Daniel Oliveira, 25.03.05
PRIMEIRO foi a nomeação de John Bolton como embaixador dos Estados Unidos na ONU. «Se o edifício do secretariado da ONU perdesse dez andares não faria diferença nenhuma», ironizou. «Qualquer reforma deveria ser no sentido de considerar apenas um membro permanente: os EUA», defendeu. Ou seja, o homem certo no lugar certo.

Depois, foi Paul Wolfowitz para a Presidência do Banco Mundial. De forma pragmática, terá de trabalhar com governos de todo o mundo e de toda a espécie. Estão a imaginar melhor para o lugar do que um dos principais arquitectos da aventura iraquiana? A política de exportação dos «valores americanos» terá mais um valioso instrumento.

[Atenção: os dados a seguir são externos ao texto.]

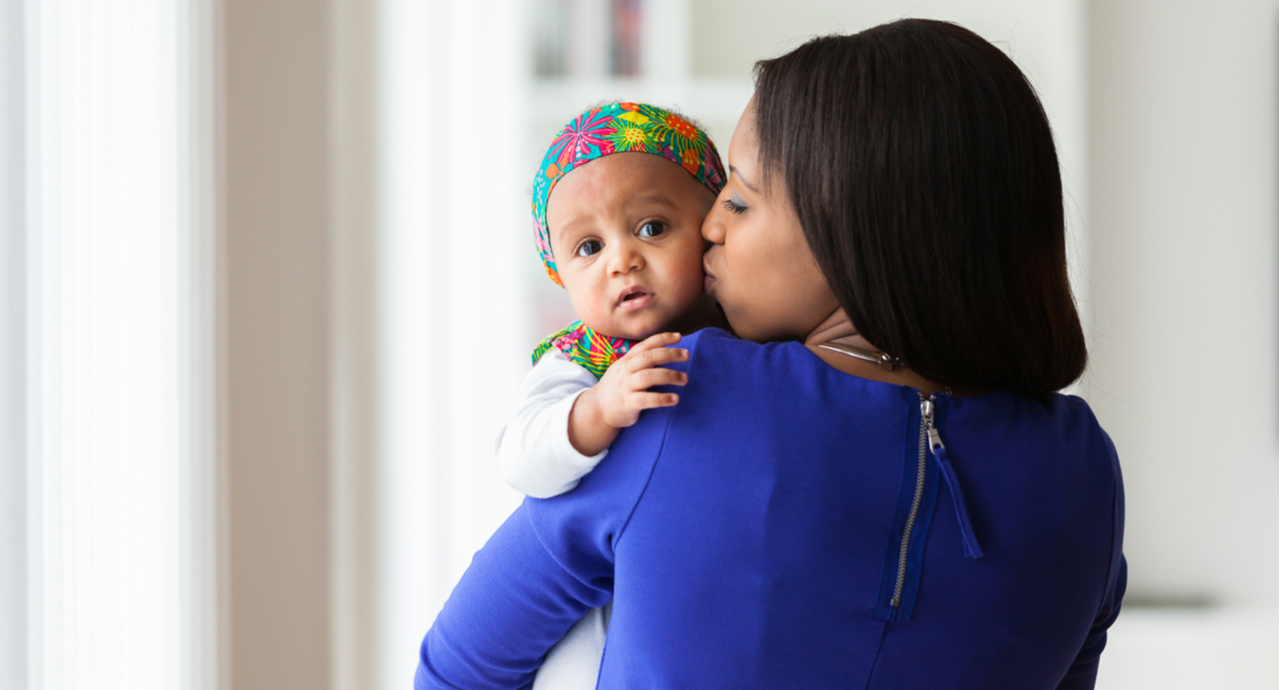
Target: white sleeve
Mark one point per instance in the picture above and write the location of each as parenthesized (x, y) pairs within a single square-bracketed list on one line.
[(534, 453)]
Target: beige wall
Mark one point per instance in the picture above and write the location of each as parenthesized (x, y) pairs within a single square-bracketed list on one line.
[(1183, 269), (277, 165)]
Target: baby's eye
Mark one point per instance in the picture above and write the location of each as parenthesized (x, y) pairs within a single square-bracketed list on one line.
[(653, 228), (735, 205), (590, 247)]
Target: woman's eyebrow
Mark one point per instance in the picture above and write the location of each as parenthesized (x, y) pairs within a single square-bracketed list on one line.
[(739, 173)]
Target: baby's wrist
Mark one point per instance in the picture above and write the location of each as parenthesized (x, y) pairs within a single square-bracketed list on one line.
[(589, 433)]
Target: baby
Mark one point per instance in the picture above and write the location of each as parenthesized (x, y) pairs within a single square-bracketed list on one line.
[(622, 234)]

Era uma tradição: a Europa ficava com o FMI e os Estados Unidos com o Banco Mundial. Mas a tradição já não é o que era. Os EUA vetaram, em 2000, o nome europeu para a presidência do Fundo Monetário. Pode a Europa fazer o mesmo com Wolfowitz? Claro que não. No casamento transatlântico, já se sabe, estamos destinados a fazer o papel da esposa submissa.

Para nos salvar, uma nova teoria está em voga: tudo é o contrário do que parece. Reagan parecia burro e era brilhante. Roosevelt parecia ignorante e era intuitivo. Bush, que parece as duas coisas, só pode ser um génio. A mesma teoria se aplica a Wolfowitz: a escolha é boa porque ele é péssimo para o lugar. É o que se escreve em muita imprensa internacional. No Banco Mundial, um representante dos «neocons» será uma raposa num galinheiro. Excelente. Será ele a interceder pelas galinhas junto da alcateia. E, quem sabe, até pode vir a transformar-se no mais dócil dos galináceos.

E estas são as escolhas de George Bush para a Primavera/Verão de 2005. Era agora que ele ia converter-se ao multilateralismo e aproximar-se da Europa, não era? Os sinais não podiam ser mais animadores.